At a recent One Voice Wales training session to Ammanford Town Council they responded to a Councillor's question stating that the Minutes of Personnel sub-committee should be withheld from disclosure. This was *previously* clarified by the Interim Town Clerk (about February-April of 2019) with direct advice from the ICO (summary: public records must be disclosed but some information may need to be redacted to comply with DPA2018/GDPR). This advice was sought as the previous Interim Clerk tried to clear up the mess at the Council for not complying to the law in response to ten FOI requests, namely to publish Minutes (since August 2016) - culminating in the issuing of an "exceptional" Information Notice, rolled into Decision Notices FS50755792 & FS50711667.



It was Minuted from the Personnel meeting of 13 February, when discussing the contract of current clerk:

The first employee review was to be undertaken in February 2020.
The Probationary review was to be undertaken in June 2020.

(bizarrely the Clerk was signing his own incomplete contract three months after taking up the post, and it took ~45mins to agree the drop from 21% -> 3% pension)

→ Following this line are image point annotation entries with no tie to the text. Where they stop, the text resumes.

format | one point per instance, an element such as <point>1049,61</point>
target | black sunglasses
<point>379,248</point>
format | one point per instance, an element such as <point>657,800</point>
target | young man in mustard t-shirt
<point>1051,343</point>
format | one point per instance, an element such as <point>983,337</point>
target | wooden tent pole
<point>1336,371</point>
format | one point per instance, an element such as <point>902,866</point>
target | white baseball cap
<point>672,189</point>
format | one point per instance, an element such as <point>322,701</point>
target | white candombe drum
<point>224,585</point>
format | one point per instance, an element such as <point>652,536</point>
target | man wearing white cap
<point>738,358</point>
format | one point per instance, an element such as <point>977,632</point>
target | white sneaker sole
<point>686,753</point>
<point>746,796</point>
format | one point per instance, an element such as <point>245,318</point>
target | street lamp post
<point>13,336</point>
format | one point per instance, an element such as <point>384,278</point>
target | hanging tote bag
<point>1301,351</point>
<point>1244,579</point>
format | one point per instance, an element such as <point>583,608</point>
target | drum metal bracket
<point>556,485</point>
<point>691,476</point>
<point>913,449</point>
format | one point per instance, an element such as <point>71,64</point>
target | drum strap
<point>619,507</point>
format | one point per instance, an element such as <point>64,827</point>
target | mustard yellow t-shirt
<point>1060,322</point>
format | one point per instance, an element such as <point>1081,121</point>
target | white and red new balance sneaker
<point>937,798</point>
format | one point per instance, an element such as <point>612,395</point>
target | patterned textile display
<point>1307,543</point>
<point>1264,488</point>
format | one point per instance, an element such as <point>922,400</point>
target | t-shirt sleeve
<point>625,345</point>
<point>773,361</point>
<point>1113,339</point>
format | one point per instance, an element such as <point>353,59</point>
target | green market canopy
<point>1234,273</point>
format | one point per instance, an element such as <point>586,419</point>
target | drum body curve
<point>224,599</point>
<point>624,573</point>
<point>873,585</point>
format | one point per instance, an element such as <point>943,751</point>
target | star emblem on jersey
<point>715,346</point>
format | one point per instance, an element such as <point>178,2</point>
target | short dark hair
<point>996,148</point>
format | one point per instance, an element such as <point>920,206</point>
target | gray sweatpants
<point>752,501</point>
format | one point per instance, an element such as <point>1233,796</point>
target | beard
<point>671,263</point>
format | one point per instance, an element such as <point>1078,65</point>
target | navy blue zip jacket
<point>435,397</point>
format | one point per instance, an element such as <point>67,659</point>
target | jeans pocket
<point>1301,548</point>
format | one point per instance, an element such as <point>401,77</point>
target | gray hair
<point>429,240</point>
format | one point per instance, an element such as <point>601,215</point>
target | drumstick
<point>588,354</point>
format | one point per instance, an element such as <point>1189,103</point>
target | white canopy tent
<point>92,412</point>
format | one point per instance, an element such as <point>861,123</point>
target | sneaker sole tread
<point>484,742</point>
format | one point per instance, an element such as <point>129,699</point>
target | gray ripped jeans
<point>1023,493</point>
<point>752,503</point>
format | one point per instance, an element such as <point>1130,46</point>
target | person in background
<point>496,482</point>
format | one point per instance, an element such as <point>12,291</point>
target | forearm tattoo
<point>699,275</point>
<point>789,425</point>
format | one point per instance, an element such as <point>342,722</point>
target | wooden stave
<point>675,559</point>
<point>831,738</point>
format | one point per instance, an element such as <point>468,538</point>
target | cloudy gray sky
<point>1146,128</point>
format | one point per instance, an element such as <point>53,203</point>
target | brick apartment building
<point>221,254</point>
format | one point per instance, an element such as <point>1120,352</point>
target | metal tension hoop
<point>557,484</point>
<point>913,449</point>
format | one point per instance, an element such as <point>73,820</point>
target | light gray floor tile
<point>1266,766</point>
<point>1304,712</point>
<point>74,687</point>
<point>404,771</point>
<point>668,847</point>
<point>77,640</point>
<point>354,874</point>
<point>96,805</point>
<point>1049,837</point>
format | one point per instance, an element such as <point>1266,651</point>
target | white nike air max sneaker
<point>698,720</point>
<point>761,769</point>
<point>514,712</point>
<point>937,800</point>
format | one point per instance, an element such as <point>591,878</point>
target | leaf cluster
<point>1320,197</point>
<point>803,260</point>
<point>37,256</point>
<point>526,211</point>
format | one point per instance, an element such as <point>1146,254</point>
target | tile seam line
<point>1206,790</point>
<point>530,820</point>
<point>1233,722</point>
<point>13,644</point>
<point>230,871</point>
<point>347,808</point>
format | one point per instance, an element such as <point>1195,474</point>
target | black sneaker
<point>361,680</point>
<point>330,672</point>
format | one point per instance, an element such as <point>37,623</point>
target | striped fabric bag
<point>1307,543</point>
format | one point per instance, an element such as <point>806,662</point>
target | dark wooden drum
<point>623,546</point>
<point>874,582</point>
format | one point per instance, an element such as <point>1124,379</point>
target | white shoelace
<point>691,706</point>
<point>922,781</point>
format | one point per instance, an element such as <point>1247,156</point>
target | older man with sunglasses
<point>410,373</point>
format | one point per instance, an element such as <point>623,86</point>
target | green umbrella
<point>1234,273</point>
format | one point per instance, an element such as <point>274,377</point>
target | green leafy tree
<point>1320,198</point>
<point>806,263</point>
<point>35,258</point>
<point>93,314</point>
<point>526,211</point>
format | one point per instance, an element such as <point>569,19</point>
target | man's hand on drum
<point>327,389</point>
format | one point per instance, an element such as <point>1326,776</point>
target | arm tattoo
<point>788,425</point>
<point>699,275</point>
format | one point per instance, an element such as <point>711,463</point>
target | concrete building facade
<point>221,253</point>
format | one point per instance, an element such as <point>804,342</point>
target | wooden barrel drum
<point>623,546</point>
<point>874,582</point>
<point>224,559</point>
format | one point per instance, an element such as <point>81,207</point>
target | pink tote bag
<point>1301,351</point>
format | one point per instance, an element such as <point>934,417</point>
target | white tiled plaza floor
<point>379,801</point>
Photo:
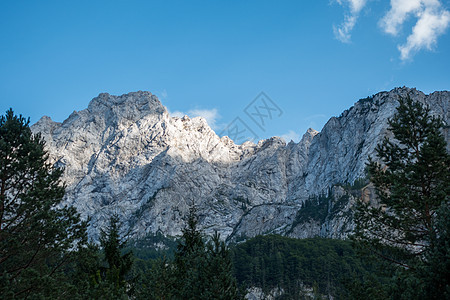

It is always difficult to accept that a bad hiring decision has been made. People are involved. Perhaps now it is inevitable that the Council must reflect on their skewed scoring methodology and question how candidates made it through to interview when their claimed skill-set didn't meet the minimum job specification. I understand there's still an open FOI request regarding the process, and the (only) advert for the job that appeared in the South Wales Guardian weeks after the closing date.